Error in Topology: ReplicaSetNoPrimary - AWS Lambda

francisco_Innocenti · May 23, 2023, 3:28pm

What problem are you facing?
having issue trying to connect with mongo atlas using aws lambda.

What driver and relevant dependency versions are you using?
nodejs 14.x
mongodb 5.5 ( mongo client )
mongo atlas 6.0.6

Steps to reproduce?
this is my code when try to connect:

// marcador de posición de código
const { MongoClient } = require('mongodb')
const URI = process.env.MONGO_URI
let cachedDb = null
const connect = async () => {  const payload = { success: false, data: null, message: [], errors: [] }  try {    if (!cachedDb) {      // Si no está conectado, establece la conexión      const client = await MongoClient.connect(URI)      cachedDb = client.db()      payload.success = true      payload.message.push('Mongo connection established successfully')      payload.data = cachedDb    }    return payload  } catch (error) {    console.error('Error connecting with database:', error)    payload.success = false    payload.data = null    payload.errors.push('Uncontrolled error in mongoConnection.service.connect')    return payload  }}
module.exports = { connect }

then when I try to run it in aws lambda, serverless.com report me this error (from aws)

// marcador de posición de código
2023-05-22T22:30:55.830Z b4f960ec-6c55-43d6-b6a0-b4ea59a63538 ERROR Error conecting with database: MongoServerSelectionError: Server selection timed out after 30000 ms at Timeout._onTimeout (/var/task/node_modules/mongodb/lib/sdam/topology.js:278:38) at listOnTimeout (internal/timers.js:557:17) at processTimers (internal/timers.js:500:7) { reason: TopologyDescription { type: 'ReplicaSetNoPrimary', servers: Map(3) { 'plata-dev-shard-00-01.w4zuh.mongodb.net:27017' => [ServerDescription], 'plata-dev-shard-00-02.w4zuh.mongodb.net:27017' => [ServerDescription], 'plata-dev-shard-00-00.w4zuh.mongodb.net:27017' => [ServerDescription] }, stale: false, compatible: true, heartbeatFrequencyMS: 10000, localThresholdMS: 15, setName: 'atlas-yu8x8e-shard-0', maxElectionId: null, maxSetVersion: null, commonWireVersion: 0, logicalSessionTimeoutMinutes: null }, code: undefined, [Symbol(errorLabels)]: Set(0) {} }

—

I already peering with my VPC, allow public connection, and did all the tips that I found in internet, but I don’t know why it still failling

Jason_Tran · May 24, 2023, 4:07am

Thanks for providing those details @francisco_Innocenti.

To try narrow down what the issue could be, please confirm / provide the following information:

Whether the cluster you’re connecting to is a Serverless Instance or a M10+ tier.
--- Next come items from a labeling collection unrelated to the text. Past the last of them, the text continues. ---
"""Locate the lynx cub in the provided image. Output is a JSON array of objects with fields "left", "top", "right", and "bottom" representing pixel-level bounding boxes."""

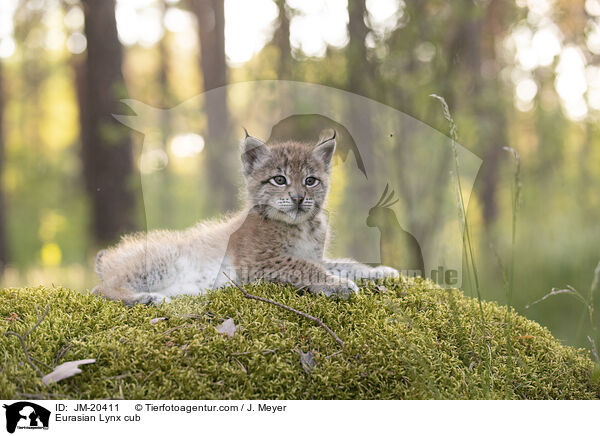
[{"left": 94, "top": 133, "right": 398, "bottom": 304}]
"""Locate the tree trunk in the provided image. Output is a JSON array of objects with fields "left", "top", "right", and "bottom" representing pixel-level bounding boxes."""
[
  {"left": 77, "top": 0, "right": 135, "bottom": 244},
  {"left": 190, "top": 0, "right": 241, "bottom": 212},
  {"left": 273, "top": 0, "right": 292, "bottom": 80},
  {"left": 0, "top": 64, "right": 8, "bottom": 276}
]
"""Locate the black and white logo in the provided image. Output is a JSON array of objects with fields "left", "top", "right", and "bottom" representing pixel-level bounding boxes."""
[{"left": 3, "top": 401, "right": 50, "bottom": 433}]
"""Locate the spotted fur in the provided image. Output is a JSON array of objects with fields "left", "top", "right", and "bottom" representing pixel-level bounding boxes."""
[{"left": 94, "top": 136, "right": 398, "bottom": 304}]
If neither, please advise what shared tier instance the cluster is.

Are you able to connect to the cluster from outside of the VPC (via public internet) from a different client (e.g. your own laptop through the internet)?
You noted you’ve allowed public connection and VPC peering - is your main goal simply just to connect to the cluster or are you wanting to connect via the VPC peering connection only?
From within the same VPC where the lambda instance exists, can you perform simple networking tests such as ping and telnet to the Atlas cluster nodes / hosts? More details on this here. Please advise the results.
Have you ever been able to connect to this cluster in the past?

Additionally, please review the following articles which may be of use:

Regards,
Jason

francisco_Innocenti · May 24, 2023, 2:32pm

Hello @Jason_Tran ,

sure, here is more details:

Cluster M0
Yes, currently also testing to connect outside ( all ip allowed )
we are using differents stages. prod is over peering and develop/testing has allowed public connection. Errors shows in AWS lambda with allowed public connection.
yep, is working
yes.

Also I am following los post about AWS Lambda and MongoDB. there is some post that are contradictory, making some confusion of what is right:

this one advice to use “.connect” everything that lambda function run or check for a “stored” a client instance => Write A Serverless Function with AWS Lambda and MongoDB | MongoDB
this one advice to use new “constructor”, declared outside of handler and there is no need to use “.connect” => Using the Node.js MongoDB Driver with AWS Lambda | MongoDB

Second one explaining what the problem that we are having with the “Connection pool”,

After Apply second one, we realize that is some functions in our lambda that are running issues with “connection pool”, going deep in the code we check that we are using a iteration and making queries in parallel. Could be that an problem with “connection pool” ?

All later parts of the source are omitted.